「ちょっと横になる?」

春華が私をベッドに座らせて、訊いた。
私は首を横に振って、言った。

「ちゃんと話そう」

「そうだよね」

「アレは、春華がやったの?」

春華は一瞬、天井を見上げる仕草をしてから、私の目を見て、困ったような笑い方をした。

「どう思う?」

「分かんないよ。あんなこと、現実に起こったってことすら信じられないのに。でも春華、あのお兄さんを誘導したよね?」

「誘導って?」

「お兄さんが、”サンタなんて消えちゃえ“って言うように仕向けたように見えたよ」

春華が私の隣に座った。
二人分の体重でマットレスが少し沈んだ。

「そうだね。うん、ヨヅキの言う通りだよ」

「なんでそんなことしたの」

「あのサンタクロースは幸せの象徴なんかじゃない」

「どういうこと?」

春華は考える素振りを見せてから、とても大切なことを語るみたいに、ゆっくりと、一つ一つの単語を丁寧に口にした。

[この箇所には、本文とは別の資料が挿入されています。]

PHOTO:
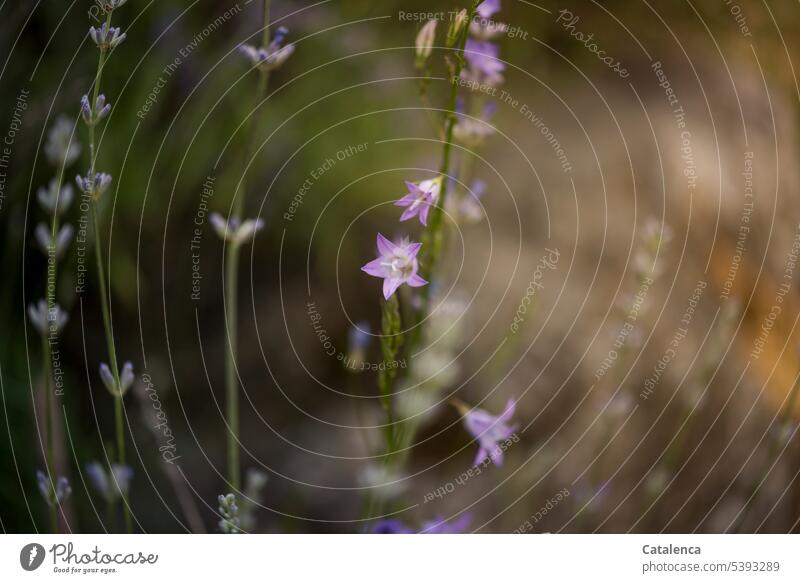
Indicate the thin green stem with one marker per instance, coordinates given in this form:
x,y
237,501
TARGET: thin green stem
x,y
231,383
112,356
434,234
50,448
232,280
104,297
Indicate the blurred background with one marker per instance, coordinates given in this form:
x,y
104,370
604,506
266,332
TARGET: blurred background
x,y
653,370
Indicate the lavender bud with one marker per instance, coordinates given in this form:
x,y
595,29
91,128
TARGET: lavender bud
x,y
219,224
92,117
248,230
42,235
424,43
272,57
456,26
47,320
52,201
62,489
86,110
106,37
99,479
62,239
60,149
94,186
122,479
126,378
44,486
101,108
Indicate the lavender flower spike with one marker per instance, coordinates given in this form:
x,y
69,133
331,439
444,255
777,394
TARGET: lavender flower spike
x,y
94,115
95,186
53,201
490,431
397,264
106,37
420,198
63,238
235,231
484,64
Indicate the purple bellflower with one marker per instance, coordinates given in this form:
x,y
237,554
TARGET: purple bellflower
x,y
490,430
397,264
271,57
420,198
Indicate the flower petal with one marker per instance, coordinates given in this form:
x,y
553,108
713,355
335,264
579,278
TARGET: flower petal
x,y
390,285
416,281
385,247
375,268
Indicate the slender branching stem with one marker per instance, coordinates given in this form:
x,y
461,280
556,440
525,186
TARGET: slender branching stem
x,y
232,282
104,297
231,383
434,234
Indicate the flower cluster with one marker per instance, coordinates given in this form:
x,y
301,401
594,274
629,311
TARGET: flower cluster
x,y
94,186
113,485
106,37
54,199
490,431
235,231
396,264
94,114
271,57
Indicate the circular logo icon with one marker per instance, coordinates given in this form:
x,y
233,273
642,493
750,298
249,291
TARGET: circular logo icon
x,y
31,556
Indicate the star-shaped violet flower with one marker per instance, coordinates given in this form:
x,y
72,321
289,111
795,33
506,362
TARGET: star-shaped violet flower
x,y
490,431
420,198
397,264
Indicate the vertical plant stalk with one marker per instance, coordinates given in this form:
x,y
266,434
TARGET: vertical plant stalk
x,y
50,446
47,363
104,298
232,284
434,235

「あのサンタの袋。イベントに来た人にプレゼント配るみたいだったでしょ」

「うん」

「あの袋の中身はそんな素敵な物なんかじゃなかった」

「…なんで?」

「ナイフとかノコギリとか、手作りかな?手榴弾みたいな物とか。人を傷つける為の物が詰まってた」

「何言ってんの?透視でもしたっていうの?」

春華の言ってることを「あぁ、そうですか」ってすんなり受け入れられるほど、私の頭は柔軟じゃない。

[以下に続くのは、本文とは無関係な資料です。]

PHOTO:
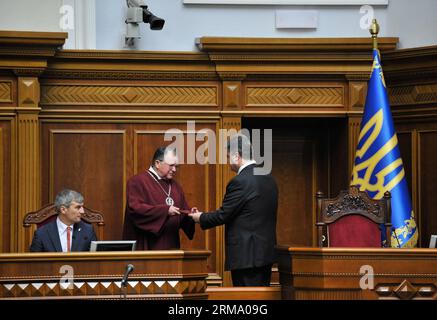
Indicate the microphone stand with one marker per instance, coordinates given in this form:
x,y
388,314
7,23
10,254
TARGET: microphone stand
x,y
123,284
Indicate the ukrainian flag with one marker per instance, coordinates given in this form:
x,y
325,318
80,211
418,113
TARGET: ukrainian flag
x,y
378,165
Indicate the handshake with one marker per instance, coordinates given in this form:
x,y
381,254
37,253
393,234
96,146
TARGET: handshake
x,y
193,213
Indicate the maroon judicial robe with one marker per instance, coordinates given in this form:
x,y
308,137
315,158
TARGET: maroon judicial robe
x,y
146,217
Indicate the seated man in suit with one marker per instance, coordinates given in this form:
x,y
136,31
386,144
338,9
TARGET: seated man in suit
x,y
66,233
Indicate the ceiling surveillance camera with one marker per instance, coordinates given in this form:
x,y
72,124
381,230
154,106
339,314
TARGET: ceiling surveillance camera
x,y
155,22
137,12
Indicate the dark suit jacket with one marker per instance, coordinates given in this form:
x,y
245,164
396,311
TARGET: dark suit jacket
x,y
46,238
249,214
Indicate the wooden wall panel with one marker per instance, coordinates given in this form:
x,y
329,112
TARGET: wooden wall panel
x,y
91,160
427,146
294,96
82,94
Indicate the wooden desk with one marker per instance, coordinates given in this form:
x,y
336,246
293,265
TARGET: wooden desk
x,y
174,274
334,273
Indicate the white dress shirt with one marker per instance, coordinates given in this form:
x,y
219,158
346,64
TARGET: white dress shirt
x,y
248,163
154,172
62,229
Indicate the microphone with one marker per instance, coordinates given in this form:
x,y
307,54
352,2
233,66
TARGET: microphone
x,y
129,269
393,230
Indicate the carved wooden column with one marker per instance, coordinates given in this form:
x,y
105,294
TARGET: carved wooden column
x,y
28,153
357,100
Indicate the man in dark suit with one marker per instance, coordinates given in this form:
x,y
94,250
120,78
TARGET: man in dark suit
x,y
66,233
249,214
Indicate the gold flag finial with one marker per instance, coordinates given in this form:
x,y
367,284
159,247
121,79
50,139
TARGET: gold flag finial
x,y
374,30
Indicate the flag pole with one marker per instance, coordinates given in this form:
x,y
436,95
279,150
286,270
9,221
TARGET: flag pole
x,y
374,30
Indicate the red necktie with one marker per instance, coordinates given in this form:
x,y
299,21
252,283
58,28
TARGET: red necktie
x,y
68,238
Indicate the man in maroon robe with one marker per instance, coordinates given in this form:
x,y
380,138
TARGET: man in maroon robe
x,y
154,201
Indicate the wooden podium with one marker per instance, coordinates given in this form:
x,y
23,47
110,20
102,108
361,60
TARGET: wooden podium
x,y
357,273
173,274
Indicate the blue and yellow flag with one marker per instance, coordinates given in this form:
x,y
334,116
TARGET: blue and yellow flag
x,y
378,165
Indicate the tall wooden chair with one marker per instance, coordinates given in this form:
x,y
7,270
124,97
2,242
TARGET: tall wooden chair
x,y
353,219
48,213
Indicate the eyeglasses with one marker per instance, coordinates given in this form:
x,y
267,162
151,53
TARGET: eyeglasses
x,y
171,165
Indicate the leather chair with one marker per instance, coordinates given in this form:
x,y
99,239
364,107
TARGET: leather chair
x,y
353,219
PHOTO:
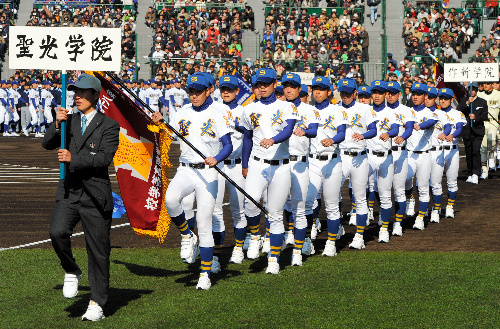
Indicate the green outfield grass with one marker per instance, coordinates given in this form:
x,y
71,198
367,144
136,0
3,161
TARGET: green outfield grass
x,y
151,288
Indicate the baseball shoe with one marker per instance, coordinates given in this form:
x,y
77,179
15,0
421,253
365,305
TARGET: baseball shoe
x,y
357,242
237,256
273,267
308,247
70,288
289,238
297,257
410,207
397,229
419,223
188,245
450,213
435,216
330,249
253,247
383,235
247,241
204,282
94,312
215,265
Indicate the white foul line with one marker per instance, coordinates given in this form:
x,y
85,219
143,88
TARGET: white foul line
x,y
74,234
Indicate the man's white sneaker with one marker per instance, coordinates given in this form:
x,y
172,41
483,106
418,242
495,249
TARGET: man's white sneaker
x,y
435,216
70,288
289,238
204,282
273,267
383,235
419,223
188,244
357,242
94,312
397,229
253,247
215,265
330,249
237,256
450,213
297,257
410,207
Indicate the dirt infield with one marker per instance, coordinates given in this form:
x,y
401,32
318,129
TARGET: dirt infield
x,y
28,176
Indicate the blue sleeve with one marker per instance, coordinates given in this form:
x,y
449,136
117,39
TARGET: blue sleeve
x,y
312,130
458,130
394,130
408,129
372,131
427,124
227,148
339,138
285,133
246,148
447,129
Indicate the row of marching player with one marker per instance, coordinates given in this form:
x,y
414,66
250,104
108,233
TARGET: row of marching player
x,y
288,152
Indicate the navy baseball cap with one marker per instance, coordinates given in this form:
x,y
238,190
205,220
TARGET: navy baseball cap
x,y
418,87
431,92
291,78
322,82
305,91
229,81
365,90
86,81
379,85
445,93
279,88
347,85
266,75
393,87
197,81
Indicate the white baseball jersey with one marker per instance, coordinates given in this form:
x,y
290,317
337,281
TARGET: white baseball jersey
x,y
202,129
360,117
422,140
266,121
385,119
330,118
300,145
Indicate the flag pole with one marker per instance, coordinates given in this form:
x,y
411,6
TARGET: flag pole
x,y
62,172
222,173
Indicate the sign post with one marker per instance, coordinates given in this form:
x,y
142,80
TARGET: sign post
x,y
62,49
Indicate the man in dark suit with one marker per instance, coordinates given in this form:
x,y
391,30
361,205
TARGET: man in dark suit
x,y
85,193
473,136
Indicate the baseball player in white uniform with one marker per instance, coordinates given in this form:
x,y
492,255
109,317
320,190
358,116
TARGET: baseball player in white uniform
x,y
380,160
265,159
362,126
204,126
406,118
305,128
419,158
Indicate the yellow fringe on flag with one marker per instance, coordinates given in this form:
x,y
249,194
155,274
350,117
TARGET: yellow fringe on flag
x,y
164,220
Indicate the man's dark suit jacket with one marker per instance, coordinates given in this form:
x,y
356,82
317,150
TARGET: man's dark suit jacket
x,y
480,110
91,154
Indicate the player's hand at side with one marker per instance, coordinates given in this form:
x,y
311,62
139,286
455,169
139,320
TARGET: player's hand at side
x,y
399,140
157,117
64,155
384,137
266,143
357,137
299,132
210,161
327,142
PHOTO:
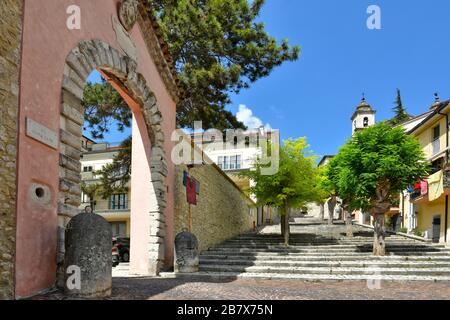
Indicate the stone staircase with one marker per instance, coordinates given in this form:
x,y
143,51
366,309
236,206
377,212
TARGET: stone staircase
x,y
322,252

そんなイリュージョンみたいな話、一瞬じゃ理解できない。

だけど苦笑いを浮かべる私のことは全然気にしてなくて、春華は真面目な顔で頷いた。

「透視…そうだね。そんな感じかも」

「ほんとに何…言ってんの…」

「視えるんだ。“あの人なんかおかしいなぁ″って気配を感じたら、怪しそうな物、全部。さすがに人の心や頭の中までは視えないけどさ」

「…そういう体質なの?」

「体質っていうか、職業…家系?かな」

「家系」

「そう」

春華が言ったことをゆっくり頭の中で噛み砕いて考えた。

春華は”そういう“家系に生まれて、自然と人となりを察知して、持ち物の中身が視えたりする…?

「ごめん、よく分かんない」

考えることを諦めた私に、春華はニコッて笑った。